Don’t be miserly with praise
You want to spoil your dog. Don’t hold back. While using treats as bribes or rewards will get the job done, every dog needs the love and approval of its owner to learn and be happy. Remember to offer words and gestures of ample encouragement after a little training session. The dog will remember your love and encouragement as positive reinforcement even more than it will value the doggie treats. Thus this is even more crucial to developing habits and learning than offering material rewards. Also, a happy and confident dog will always learn faster.
Get a clicker
A clicker is a small and simple gadget that is used for the specific purpose of training dogs. It is a way of communicating with your dog. It is an efficient language between you and your pet and you can use it to let your dog know when it has done something that you appreciate. Remember to click on the clicker every time your pet has done something right. Initially you can also click on it before you offer a treat so that your dog forms a positive association between the treat and the clicker which you can then use to guide its behavior in many exercises.
Be open to different techniques
Every dog is different. Instead of getting frustrated when the usual methods don’t work, try others however unconventional, as long as it doesn’t discomfort your dog. One method would be to run around with your dog a little and then sit with it. Doing with your dog what you want it to do will always help. So if you want your dog to sit and stay seated at a spot, a good idea would be to do it yourself. The fun thing about training your dog is that you can make a game out of anything and everything. Do not be afraid to think out of the box, as long as you have your pet’s best interests in mind.

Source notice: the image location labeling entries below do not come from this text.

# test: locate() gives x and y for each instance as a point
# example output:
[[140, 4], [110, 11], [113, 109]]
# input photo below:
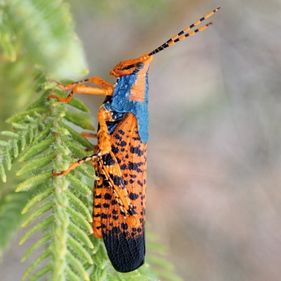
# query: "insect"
[[120, 159]]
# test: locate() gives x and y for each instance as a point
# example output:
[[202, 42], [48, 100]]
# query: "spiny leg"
[[81, 89], [97, 206], [88, 135], [94, 80]]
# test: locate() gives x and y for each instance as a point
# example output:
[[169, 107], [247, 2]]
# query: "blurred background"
[[215, 139]]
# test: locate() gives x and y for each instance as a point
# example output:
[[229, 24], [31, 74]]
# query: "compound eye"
[[128, 67], [136, 65]]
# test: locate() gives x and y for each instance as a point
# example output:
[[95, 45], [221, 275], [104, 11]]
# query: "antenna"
[[187, 32]]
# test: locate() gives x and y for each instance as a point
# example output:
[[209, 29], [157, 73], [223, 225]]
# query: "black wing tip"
[[126, 254]]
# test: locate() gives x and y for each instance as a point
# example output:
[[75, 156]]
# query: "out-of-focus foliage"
[[42, 31], [56, 212]]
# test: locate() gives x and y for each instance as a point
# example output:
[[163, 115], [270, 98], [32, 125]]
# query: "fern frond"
[[11, 205], [15, 143], [55, 48], [59, 206]]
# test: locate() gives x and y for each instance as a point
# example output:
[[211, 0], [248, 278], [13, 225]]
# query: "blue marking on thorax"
[[121, 103]]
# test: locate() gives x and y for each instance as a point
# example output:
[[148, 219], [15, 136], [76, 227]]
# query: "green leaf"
[[79, 119], [45, 31], [33, 181]]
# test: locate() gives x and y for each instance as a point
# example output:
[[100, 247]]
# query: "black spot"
[[124, 226], [132, 166], [133, 196], [114, 202], [139, 183], [115, 229], [114, 149], [123, 167], [107, 159], [107, 196], [117, 180], [123, 143], [118, 137], [136, 150]]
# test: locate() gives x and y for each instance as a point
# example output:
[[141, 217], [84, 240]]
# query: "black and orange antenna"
[[187, 32]]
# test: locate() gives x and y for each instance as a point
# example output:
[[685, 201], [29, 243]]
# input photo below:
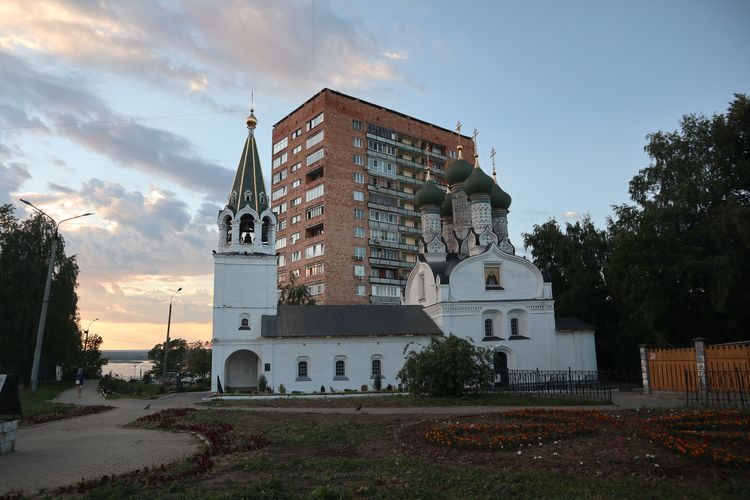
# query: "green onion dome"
[[478, 182], [500, 199], [446, 209], [428, 194]]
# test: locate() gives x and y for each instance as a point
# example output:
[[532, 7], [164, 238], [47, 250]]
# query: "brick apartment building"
[[344, 174]]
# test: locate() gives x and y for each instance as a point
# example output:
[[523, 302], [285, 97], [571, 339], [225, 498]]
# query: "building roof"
[[348, 321], [249, 176], [570, 324]]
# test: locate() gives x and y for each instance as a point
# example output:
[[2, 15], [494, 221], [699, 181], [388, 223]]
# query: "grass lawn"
[[387, 456], [398, 400]]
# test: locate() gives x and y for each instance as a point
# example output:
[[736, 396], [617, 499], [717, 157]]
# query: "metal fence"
[[718, 388], [593, 385]]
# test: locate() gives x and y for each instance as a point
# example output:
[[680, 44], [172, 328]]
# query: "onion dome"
[[428, 194], [478, 182], [446, 209], [459, 170], [500, 199]]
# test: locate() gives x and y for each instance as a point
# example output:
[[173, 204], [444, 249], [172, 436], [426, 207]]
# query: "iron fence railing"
[[584, 384], [718, 388]]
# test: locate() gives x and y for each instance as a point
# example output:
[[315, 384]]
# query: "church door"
[[501, 369]]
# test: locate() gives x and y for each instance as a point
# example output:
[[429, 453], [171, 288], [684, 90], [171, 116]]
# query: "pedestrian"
[[79, 381]]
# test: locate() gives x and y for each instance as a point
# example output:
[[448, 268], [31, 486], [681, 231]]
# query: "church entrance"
[[241, 370], [501, 369]]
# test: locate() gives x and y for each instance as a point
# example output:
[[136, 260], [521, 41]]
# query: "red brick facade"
[[390, 247]]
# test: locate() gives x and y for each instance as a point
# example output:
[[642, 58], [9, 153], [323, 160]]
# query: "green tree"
[[24, 252], [680, 254], [295, 294], [447, 367], [198, 359], [176, 360]]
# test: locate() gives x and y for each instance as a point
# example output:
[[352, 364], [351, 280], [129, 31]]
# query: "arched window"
[[488, 328]]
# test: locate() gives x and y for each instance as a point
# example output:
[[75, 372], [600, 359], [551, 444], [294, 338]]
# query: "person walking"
[[79, 381]]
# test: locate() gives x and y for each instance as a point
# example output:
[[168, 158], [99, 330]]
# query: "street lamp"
[[45, 302], [86, 341], [166, 344]]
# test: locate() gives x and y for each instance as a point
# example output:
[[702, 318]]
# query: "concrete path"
[[64, 452]]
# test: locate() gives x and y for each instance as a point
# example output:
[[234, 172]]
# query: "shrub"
[[447, 367]]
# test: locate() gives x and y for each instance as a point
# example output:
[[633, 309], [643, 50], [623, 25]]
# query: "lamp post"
[[86, 342], [166, 344], [45, 302]]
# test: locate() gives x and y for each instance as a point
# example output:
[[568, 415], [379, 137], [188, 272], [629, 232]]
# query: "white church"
[[467, 282]]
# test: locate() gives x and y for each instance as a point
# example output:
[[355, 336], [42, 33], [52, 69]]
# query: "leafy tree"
[[680, 254], [295, 294], [24, 252], [175, 361], [198, 359], [447, 367]]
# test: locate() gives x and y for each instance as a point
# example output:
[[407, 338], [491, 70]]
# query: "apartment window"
[[313, 212], [315, 250], [315, 192], [279, 176], [312, 141], [312, 158], [314, 122], [314, 270], [280, 145], [280, 160]]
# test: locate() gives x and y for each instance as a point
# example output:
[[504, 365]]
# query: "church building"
[[467, 282]]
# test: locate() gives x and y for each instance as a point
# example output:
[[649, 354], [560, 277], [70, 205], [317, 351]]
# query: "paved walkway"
[[64, 452]]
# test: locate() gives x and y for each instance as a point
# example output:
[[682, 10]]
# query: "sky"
[[134, 110]]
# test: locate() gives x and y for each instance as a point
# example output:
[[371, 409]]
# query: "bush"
[[447, 367]]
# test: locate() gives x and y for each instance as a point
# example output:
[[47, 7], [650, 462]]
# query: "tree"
[[447, 367], [198, 359], [679, 254], [295, 294], [24, 252], [176, 360]]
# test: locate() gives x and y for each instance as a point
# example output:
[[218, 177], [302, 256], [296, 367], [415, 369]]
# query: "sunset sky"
[[135, 110]]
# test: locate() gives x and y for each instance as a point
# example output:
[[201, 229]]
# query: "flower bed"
[[74, 411], [718, 436], [522, 427]]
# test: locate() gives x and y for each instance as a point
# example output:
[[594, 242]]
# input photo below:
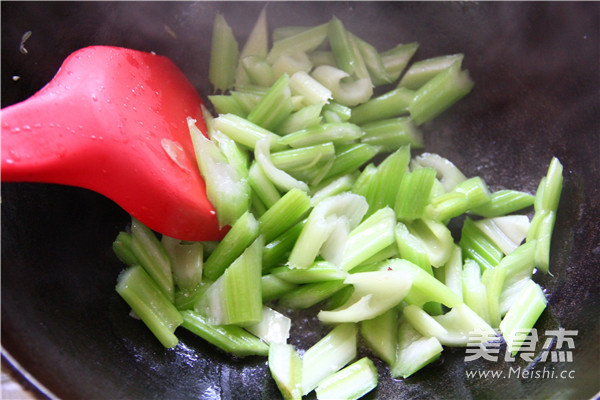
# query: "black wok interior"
[[536, 68]]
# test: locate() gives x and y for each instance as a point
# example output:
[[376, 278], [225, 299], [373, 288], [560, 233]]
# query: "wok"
[[537, 94]]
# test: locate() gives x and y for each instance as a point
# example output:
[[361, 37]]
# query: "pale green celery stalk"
[[331, 187], [436, 237], [324, 133], [370, 237], [414, 351], [306, 40], [257, 44], [149, 303], [453, 271], [477, 245], [302, 84], [153, 257], [397, 58], [306, 117], [423, 323], [391, 104], [421, 72], [264, 189], [243, 131], [381, 334], [259, 72], [414, 193], [187, 260], [411, 248], [522, 316], [223, 55], [343, 49], [448, 174], [225, 104], [226, 189], [386, 182], [466, 195], [351, 383], [349, 158], [273, 328], [283, 214], [242, 233], [507, 232], [439, 93], [274, 287], [320, 271], [303, 157], [463, 326], [230, 338], [275, 106], [425, 288], [122, 247], [286, 369], [493, 279], [307, 295], [392, 133], [504, 202], [281, 179], [328, 355], [236, 296], [346, 92], [475, 293]]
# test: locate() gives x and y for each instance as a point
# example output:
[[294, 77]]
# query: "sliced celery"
[[230, 338], [148, 302]]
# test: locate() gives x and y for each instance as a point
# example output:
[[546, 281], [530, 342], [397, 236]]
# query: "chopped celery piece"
[[240, 236], [522, 316], [186, 260], [236, 296], [374, 293], [391, 104], [348, 93], [381, 334], [286, 369], [148, 302], [347, 207], [328, 355], [273, 328], [392, 133], [414, 351], [226, 189], [223, 55], [350, 383], [442, 91], [153, 257], [230, 338], [421, 72]]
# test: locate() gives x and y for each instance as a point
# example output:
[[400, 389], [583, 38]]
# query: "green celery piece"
[[236, 296], [414, 351], [421, 72], [286, 369], [223, 55], [522, 316], [241, 235], [350, 383], [414, 193], [230, 338], [439, 93], [149, 303], [334, 351], [381, 334], [153, 257], [392, 133]]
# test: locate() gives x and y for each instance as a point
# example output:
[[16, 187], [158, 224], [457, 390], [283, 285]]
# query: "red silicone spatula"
[[113, 120]]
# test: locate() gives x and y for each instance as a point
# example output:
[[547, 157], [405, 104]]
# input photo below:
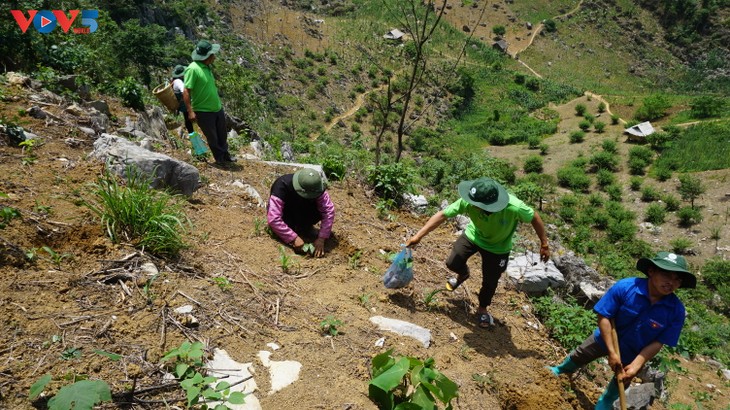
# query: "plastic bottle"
[[199, 147]]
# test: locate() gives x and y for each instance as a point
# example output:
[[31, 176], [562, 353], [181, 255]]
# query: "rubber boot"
[[568, 366], [610, 395]]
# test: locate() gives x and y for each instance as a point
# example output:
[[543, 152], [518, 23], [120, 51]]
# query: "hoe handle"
[[621, 392]]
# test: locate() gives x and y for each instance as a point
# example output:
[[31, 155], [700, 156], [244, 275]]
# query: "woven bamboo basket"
[[164, 93]]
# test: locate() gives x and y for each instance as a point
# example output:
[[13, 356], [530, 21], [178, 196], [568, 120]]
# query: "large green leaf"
[[392, 377], [37, 388], [384, 400], [81, 395]]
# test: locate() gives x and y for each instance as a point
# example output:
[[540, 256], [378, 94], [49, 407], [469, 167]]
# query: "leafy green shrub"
[[604, 160], [567, 321], [689, 216], [130, 93], [649, 193], [577, 137], [707, 106], [621, 231], [83, 394], [637, 166], [615, 193], [550, 25], [671, 202], [390, 181], [188, 368], [642, 153], [136, 212], [653, 107], [655, 213], [619, 212], [334, 168], [635, 183], [574, 178], [690, 188], [605, 178], [662, 173], [408, 383], [659, 140], [533, 163], [716, 272]]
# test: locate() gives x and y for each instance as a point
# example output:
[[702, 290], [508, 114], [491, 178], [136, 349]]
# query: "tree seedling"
[[308, 249], [407, 382], [188, 363], [258, 226]]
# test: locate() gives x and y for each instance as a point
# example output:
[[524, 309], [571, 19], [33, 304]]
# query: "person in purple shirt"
[[647, 315], [297, 202]]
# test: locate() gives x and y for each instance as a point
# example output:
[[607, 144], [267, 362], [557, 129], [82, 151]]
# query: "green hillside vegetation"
[[464, 103]]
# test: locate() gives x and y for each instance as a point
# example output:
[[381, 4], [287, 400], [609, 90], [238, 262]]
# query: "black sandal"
[[485, 320], [453, 283]]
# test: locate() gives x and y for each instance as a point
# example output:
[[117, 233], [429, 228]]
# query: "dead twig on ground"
[[189, 298]]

Stay committed to your dog and to the training. Try to make your dog sit down every time you offer the things it likes best. The best thing to do would be to sit down yourself and make sure they sit too when you are petting them. Even after you have allowed access to the outside or provided a bowl full of food, which are things that your dog is likely to value, try to make them sit down. The act of sitting after or while doing something it likes will not only be like a bribe that will get the job done but make sure that sitting when asked to will remain as a positive memory connected to the things your dog loves in its mind.
Patience is the key to being a good teacher in general. It is even more so with your dog because it doesn’t really understand your language. Therefore your patience and positive attitude is crucial for it to learn to grow and be happy. Dogs are a source of unconditional love for their owners. Remember to let your dogs know that you love them too. It is also a lengthy process. No dog can learn overnight. So it is important to not lose your cool and give up on your pet. Keeping at it is the only way you can teach your dog to do anything. Getting angry is a discouragement that will only be a hindrance to the learning process.